W Love ダブルラブ~イケメン双子に翻弄されて~
静香が廊下を歩いていると前から二人の女性社員がやって来た。
すれ違うときにわざと肩をぶつけられて咄嗟に謝った。

「あ、すいません」

「ちょっと気をつけてよね!社長に付いて行くからっていい気にならないでよ!」

「…」

わざとぶつかって来たのは向こうなのに捨て台詞を吐き去っていく。
もう一人はクスクス笑っている。

「はぁ、後一ヶ月の我慢…」

ため息をつき歩き出す静香。
最近、社内の静香に対する風当たりが厳しい。

社長が秘書を連れて転勤。
結婚のことはまだ伏せているもののあまり前列が無く驚かれたが普段の静香の働きぶりを知っていてよほど気に入ったのだろうと、肯定するのがほとんどだった。

だけど、女性陣はそうはいかない。
静香は社長の恋愛対象じゃないと安心しきっていた社長ファンには寝耳に水で、まさか静香と社長は付き合ってる!?と勘繰り静香に詰め寄る始末。
なまじ本当に付き合ってるので誤魔化そうとしても曖昧になり、そのお陰で今や妬み嫉みのオンパレード。

女の嫉妬は恐ろしい…。
嫌がらせを受ける毎日で、先ほどのように小突かれたり影口叩かれたりがほとんどだったのでまだ耐えられていた。

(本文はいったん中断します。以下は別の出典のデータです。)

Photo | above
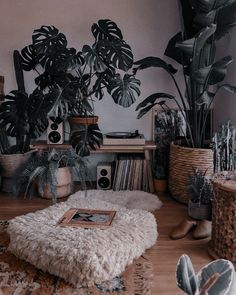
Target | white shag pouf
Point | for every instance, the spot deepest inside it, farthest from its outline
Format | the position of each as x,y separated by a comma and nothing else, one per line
82,256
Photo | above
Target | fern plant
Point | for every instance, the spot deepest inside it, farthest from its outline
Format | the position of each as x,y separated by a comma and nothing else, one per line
43,166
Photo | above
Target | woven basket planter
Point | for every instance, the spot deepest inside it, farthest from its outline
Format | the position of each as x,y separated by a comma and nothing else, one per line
182,162
9,164
199,211
223,239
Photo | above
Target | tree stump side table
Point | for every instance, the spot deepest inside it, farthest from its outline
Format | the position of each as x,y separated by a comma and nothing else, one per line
223,240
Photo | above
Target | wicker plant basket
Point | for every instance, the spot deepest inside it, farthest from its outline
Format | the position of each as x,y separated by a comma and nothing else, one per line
182,161
223,240
9,163
199,211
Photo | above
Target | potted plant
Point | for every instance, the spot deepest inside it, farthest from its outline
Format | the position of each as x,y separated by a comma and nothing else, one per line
200,190
167,127
52,170
204,23
223,143
70,79
22,117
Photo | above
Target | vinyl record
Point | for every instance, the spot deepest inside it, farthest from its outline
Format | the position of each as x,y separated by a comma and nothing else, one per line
121,135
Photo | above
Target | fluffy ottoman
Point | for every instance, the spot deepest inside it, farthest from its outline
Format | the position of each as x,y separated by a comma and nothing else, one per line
82,256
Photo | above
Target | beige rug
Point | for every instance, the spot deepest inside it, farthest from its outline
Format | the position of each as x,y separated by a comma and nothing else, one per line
21,278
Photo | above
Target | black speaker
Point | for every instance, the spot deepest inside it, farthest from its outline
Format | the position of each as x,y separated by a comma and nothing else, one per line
55,131
104,175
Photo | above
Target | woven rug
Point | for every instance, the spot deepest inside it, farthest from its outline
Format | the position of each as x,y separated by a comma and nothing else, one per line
21,278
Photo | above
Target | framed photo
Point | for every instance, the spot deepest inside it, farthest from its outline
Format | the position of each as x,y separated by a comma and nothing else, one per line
86,218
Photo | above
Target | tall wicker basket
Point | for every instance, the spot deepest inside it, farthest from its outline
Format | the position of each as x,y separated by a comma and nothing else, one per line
223,239
182,161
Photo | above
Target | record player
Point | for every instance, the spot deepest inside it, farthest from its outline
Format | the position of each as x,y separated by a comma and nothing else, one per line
123,138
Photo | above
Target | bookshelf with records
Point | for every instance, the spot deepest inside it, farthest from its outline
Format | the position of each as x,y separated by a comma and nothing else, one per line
133,172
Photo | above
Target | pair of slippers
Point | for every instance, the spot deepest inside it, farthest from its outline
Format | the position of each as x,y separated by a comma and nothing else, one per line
202,229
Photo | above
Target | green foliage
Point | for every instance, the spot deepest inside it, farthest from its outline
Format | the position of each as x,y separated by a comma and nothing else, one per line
42,166
204,22
200,188
167,127
216,278
224,145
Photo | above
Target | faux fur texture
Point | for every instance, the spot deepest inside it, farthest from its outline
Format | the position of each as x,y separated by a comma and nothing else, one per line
83,256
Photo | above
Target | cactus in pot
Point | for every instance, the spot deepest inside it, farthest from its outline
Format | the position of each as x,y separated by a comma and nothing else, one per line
216,278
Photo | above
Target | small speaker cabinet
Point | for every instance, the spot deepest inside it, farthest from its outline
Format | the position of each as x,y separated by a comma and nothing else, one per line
55,132
104,175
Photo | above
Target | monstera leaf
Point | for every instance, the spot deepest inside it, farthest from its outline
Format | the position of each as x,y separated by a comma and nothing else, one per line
29,58
85,138
124,91
106,30
117,53
48,39
93,59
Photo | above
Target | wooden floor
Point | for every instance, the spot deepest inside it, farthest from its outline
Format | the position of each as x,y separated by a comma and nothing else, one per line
164,254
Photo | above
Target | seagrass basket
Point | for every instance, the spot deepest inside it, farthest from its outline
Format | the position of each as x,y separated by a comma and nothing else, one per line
182,162
223,239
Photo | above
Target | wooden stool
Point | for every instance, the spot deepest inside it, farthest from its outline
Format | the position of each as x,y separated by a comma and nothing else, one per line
223,241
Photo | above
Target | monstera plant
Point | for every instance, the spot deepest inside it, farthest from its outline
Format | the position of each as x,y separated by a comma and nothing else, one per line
71,79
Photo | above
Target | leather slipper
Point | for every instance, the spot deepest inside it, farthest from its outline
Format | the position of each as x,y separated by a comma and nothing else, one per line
203,230
182,228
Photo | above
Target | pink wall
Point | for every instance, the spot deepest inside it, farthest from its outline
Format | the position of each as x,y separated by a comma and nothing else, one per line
146,25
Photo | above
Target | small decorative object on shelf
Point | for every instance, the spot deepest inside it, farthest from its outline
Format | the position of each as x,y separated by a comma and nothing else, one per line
78,217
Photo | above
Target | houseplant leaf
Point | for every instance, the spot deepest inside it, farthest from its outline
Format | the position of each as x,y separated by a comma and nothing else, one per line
28,58
152,61
106,30
124,91
93,59
87,136
48,40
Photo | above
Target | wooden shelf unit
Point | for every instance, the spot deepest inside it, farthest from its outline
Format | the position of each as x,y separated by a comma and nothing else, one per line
145,149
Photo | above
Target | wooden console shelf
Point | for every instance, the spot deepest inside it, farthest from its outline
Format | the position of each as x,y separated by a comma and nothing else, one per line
149,146
145,149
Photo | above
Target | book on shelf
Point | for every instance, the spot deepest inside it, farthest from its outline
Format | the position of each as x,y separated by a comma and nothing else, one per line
133,172
87,218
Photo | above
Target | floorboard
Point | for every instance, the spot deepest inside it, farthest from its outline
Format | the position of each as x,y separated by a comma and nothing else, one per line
164,254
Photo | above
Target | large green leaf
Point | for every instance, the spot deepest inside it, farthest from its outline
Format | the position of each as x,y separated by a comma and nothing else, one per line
185,275
85,138
213,74
116,52
93,59
124,91
29,58
152,61
226,20
194,46
48,39
148,103
106,30
208,5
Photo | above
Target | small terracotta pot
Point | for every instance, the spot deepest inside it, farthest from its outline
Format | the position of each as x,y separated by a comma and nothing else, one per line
161,185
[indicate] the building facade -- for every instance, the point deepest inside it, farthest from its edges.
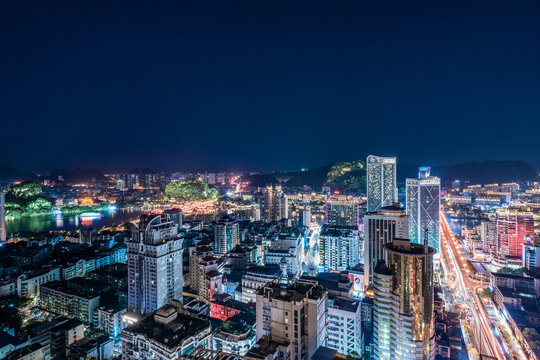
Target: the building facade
(423, 205)
(380, 228)
(292, 313)
(512, 228)
(403, 324)
(339, 247)
(226, 234)
(154, 264)
(381, 182)
(165, 334)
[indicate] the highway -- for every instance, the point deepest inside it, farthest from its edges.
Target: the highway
(480, 326)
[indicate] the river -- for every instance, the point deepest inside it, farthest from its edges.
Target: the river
(71, 222)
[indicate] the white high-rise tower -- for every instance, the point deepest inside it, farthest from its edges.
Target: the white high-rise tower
(423, 206)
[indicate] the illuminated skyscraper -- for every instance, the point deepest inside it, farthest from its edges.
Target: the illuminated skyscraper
(512, 228)
(423, 206)
(381, 182)
(226, 234)
(424, 171)
(275, 204)
(403, 326)
(380, 228)
(154, 264)
(342, 210)
(3, 234)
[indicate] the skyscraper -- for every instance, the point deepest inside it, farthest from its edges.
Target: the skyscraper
(380, 228)
(292, 314)
(423, 206)
(3, 234)
(226, 234)
(403, 326)
(512, 228)
(381, 182)
(342, 210)
(154, 264)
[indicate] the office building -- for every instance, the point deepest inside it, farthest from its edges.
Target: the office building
(344, 325)
(56, 335)
(342, 210)
(380, 228)
(292, 314)
(424, 172)
(165, 334)
(531, 253)
(154, 264)
(423, 206)
(381, 182)
(109, 319)
(3, 233)
(305, 217)
(512, 228)
(339, 248)
(488, 236)
(403, 324)
(274, 204)
(226, 234)
(100, 348)
(286, 251)
(57, 297)
(205, 278)
(234, 337)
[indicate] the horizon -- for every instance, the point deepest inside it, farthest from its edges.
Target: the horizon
(267, 85)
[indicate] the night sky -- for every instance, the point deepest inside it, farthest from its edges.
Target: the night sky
(267, 84)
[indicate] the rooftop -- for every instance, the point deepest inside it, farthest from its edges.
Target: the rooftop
(173, 332)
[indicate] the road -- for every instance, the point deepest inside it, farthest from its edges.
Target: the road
(480, 324)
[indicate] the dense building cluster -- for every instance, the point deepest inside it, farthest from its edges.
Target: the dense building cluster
(274, 271)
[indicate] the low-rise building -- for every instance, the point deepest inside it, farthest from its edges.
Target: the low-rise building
(165, 334)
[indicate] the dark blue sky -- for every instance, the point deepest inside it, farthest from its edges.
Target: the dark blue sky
(267, 84)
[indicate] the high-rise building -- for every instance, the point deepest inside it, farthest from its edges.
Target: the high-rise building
(305, 217)
(424, 172)
(339, 247)
(275, 204)
(3, 234)
(403, 324)
(512, 228)
(488, 236)
(423, 206)
(292, 314)
(344, 325)
(226, 234)
(342, 210)
(380, 228)
(154, 264)
(205, 279)
(381, 182)
(531, 253)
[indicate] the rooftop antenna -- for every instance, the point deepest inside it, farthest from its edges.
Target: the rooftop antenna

「梗月さんが心配するからこれくらいのことで話すことはできないな……。」

独りごちる静香。
今まで自分と一緒にいることで静香が嫌な思いをするのではと心配して距離を取っていたという梗月は、付き合うことになってからも会社では変わらない態度だったが、ことある毎になにか無いか?嫌がらせはないか聞いてくるようになった。

「僕が必ず守るから、何かあったら直ぐに言って?」

心配そうに顔を覗き込む梗月に本当は相談した方がいいかもしれないが、急な転勤の為に引き継ぎなどで静香よりも忙しくなってしまった様子を見ると言えないでいた。

まだ耐えられる。梗月さんと一緒にいるためだ!これくらいじゃ負けない!

静香は一人拳を握って気合いを入れた。